O Fórum das Seis e as entidades estudantis defendem a pauta histórica de comprometimento de 11,6% da arrecadação integral do ICMS para o financiamento das universidades públicas paulistas. Defendemos também a aplicação de 33% da receita dos impostos à manutenção e ampliação do nível de qualidade nos quatro níveis: infantil, fundamental, médio e superior e a destinação de 3,3% do ICMS integral para o Ceeteps.

Essas pautas, que são defendidas há anos por essas entidades, tornam-se ainda mais importantes nesse ano, em contexto de crise. As universidades públicas paulistas atualmente ou gastam mais do que arrecadam ou se aproximam desse estágio. A arrecadação de impostos está caindo no exercício atual e a tendência é que as reservas financeiras das universidades venham a se esgotar em alguns poucos anos. A partir desse momento, as universidades não poderiam honrar seus compromissos financeiros, incluindo o pagamento de salários. Obviamente, seria o colapso do sistema universitário público paulista.

É importante frisar que as reitorias estão lidando com essa crise da maneira mais conservadora possível: demitindo (por meio de programas de demissão voluntária), não repondo postos de trabalho de aposentados, oferecendo reposições salariais abaixo da inflação, cortando gastos em todas as áreas, desvinculando serviços e extensão, etc. Não é possível garantir-se qualidade em meio a tal processo de desmonte.

No entanto, pela primeira vez em muito tempo, todas as categorias estiveram do mesmo lado que as reitorias, durante o processo de discussão e votação da LDO 2016. Os reitores, mais conservadores, pleiteavam o aumento da alíquota de 9,57% para 9,907%. Na reta final o reitor da USP capitulou e não compareceu. Mas a ALESP, cuja composição é ainda mais retrógrada que o Congresso Nacional, não atendeu aos desígnios do povo. Apesar da presença do movimento estudantil e do movimento sindical, da pressão popular junto aos deputados e nas redes sociais, o resultado foi o descrito no início desse texto. Uma derrota do povo.

Os estudantes não vão se desmobilizar. Nós, pós-graduandos, vamos continuar na luta por uma universidade pública, gratuita, de qualidade, democrática e popular. E isso passa diretamente pela importância do financiamento público, com valores correspondentes à importância do ensino superior e da pesquisa na sociedade brasileira e paulista.

A manutenção da alíquota em 9,57%, em primeiro lugar, manterá o sentido das universidades rumo ao desmonte ou ao colapso.
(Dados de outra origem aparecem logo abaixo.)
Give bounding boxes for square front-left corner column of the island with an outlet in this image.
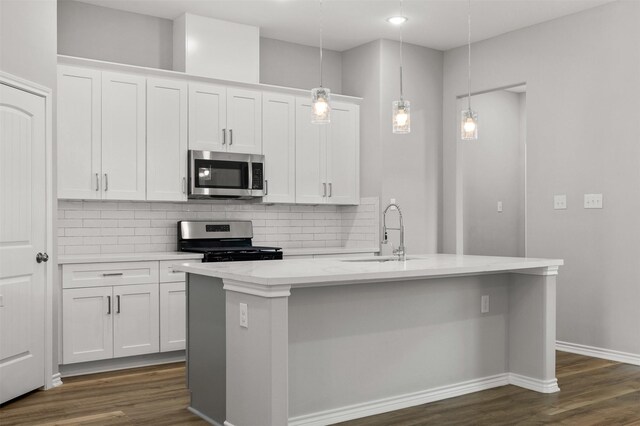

A continuidade dos ajustes feitos pelas reitorias levará inevitavelmente ao desmonte, já que não será possível oferecer os mesmos serviços com menos pessoal e materiais. A manutenção das instalações também tende a se precarizar. Os mais promissores professores e funcionários tendem a procurar outras instituições, que ofereçam melhores condições de trabalho.

Em segundo lugar, a manutenção da alíquota não permitirá a expansão da oferta de vagas públicas. A universidade pública paulista nasceu como uma ferramenta para as elites locais reproduzirem sua cultura e seu poder e até hoje há ranços dessa ideologia. A expansão e a democratização do acesso, com a contínua progressão das cotas, são a garantia que o investimento estatal seja revertido enfaticamente a favor do povo.
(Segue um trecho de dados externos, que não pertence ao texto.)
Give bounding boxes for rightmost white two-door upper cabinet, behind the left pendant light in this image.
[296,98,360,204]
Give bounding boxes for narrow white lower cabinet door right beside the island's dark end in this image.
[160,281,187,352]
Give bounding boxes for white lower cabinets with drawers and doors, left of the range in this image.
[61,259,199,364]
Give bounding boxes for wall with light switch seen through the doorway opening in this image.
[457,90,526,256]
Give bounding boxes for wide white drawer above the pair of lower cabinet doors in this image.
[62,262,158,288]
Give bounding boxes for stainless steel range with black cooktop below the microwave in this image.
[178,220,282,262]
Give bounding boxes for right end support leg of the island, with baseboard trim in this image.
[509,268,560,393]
Em terceiro lugar, a manutenção da alíquota ensejará o maior ingresso de verbas não-públicas na universidade. O que aparentemente é algo positivo – já que abateria as despesas – é algo que abre precedentes perigosos, já que esse tipo de financiamento prevê um retorno específico. As funções da universidade não podem ser delimitadas por investidores que visam apenas benefícios próprios. Essas funções devem estar fortemente embasadas no interesse público e somente a ele.
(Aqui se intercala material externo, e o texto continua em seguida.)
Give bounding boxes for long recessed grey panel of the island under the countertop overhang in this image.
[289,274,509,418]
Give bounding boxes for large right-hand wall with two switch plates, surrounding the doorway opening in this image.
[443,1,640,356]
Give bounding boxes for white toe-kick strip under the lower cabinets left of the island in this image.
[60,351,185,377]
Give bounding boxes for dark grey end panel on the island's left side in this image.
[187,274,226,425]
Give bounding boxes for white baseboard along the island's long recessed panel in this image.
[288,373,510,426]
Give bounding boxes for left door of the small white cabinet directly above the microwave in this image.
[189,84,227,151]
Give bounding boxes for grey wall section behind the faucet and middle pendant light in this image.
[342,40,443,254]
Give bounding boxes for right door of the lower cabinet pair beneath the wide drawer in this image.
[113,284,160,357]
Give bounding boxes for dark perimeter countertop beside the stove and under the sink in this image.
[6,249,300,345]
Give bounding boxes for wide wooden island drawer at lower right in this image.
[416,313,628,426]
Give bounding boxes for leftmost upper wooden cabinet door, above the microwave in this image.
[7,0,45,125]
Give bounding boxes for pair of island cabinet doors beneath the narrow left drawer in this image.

Nós, da APG USP São Carlos e do coletivo Amanhã Vai Ser Maior na ANPG, estivemos presentes na ALESP. Perdemos uma batalha, mas continuaremos lutando pelas pautas históricas (11,6% do ICMS integral para as universidades públicas paulistas) e também pelo projeto de uma universidade pública não apenas gratuita e de qualidade, mas também democrática e popular.